The trick is setting the Spring reserved contextClass parameter to the JacnWebApplicationContext class and setting the contextConfigLocation parameter to a list of Jacn configuration classes. As simple as that.

Of course you can have multiple Jacn files. You can even mix XML and Jacn files (See that in the test cases) in the deployment. This is very good way of progressively migrating your classical Spring to Jacn Spring: leave your old stuff intact and manage your new beans in Jacn.

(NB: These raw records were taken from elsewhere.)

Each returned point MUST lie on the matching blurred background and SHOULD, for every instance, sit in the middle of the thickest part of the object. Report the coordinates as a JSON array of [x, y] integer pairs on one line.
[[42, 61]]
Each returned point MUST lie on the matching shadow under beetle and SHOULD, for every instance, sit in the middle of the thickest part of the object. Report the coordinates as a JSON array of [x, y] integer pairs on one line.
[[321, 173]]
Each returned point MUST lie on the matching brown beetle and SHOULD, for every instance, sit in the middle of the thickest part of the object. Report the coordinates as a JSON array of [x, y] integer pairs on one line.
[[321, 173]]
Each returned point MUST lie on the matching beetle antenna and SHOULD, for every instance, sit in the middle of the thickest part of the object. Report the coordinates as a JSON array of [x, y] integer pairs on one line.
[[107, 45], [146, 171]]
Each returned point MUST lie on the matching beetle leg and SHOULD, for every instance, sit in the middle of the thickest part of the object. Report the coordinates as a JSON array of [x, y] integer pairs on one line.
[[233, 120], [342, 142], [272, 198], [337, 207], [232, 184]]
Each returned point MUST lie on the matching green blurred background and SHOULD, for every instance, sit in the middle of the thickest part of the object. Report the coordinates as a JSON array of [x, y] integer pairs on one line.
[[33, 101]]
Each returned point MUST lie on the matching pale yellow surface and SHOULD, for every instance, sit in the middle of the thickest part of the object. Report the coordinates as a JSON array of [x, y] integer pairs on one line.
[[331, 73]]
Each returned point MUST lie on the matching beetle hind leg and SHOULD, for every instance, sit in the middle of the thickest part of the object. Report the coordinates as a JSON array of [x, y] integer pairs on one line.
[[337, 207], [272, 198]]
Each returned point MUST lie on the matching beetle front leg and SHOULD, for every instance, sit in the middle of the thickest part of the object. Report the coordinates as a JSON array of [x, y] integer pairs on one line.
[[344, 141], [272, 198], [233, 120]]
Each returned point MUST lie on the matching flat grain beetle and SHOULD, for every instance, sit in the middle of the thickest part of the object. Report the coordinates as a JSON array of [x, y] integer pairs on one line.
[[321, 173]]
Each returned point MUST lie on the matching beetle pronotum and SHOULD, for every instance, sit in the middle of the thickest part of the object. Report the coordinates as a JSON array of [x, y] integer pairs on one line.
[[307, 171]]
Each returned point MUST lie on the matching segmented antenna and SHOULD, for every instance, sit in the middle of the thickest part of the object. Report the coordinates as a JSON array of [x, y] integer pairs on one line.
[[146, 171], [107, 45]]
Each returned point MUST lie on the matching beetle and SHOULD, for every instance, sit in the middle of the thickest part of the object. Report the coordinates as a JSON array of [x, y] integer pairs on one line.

This pattern will allow you to reference a bean defined externally in an XML file:

package bran.jacn.test;
import bran.spring.jacn.AbstractJacnConfigFile;
public class Jacn_fooRefBean extends AbstractJacnConfigFile{
    static Foo foo;
    public void wire() throws Exception {
        foo.setBar((Bar) refBean("bar"));
    }
}
 

The trick is using the refBean method defined (shall I say declared?) in AbstractJacnConfigFile. Of course you don't get type-safety.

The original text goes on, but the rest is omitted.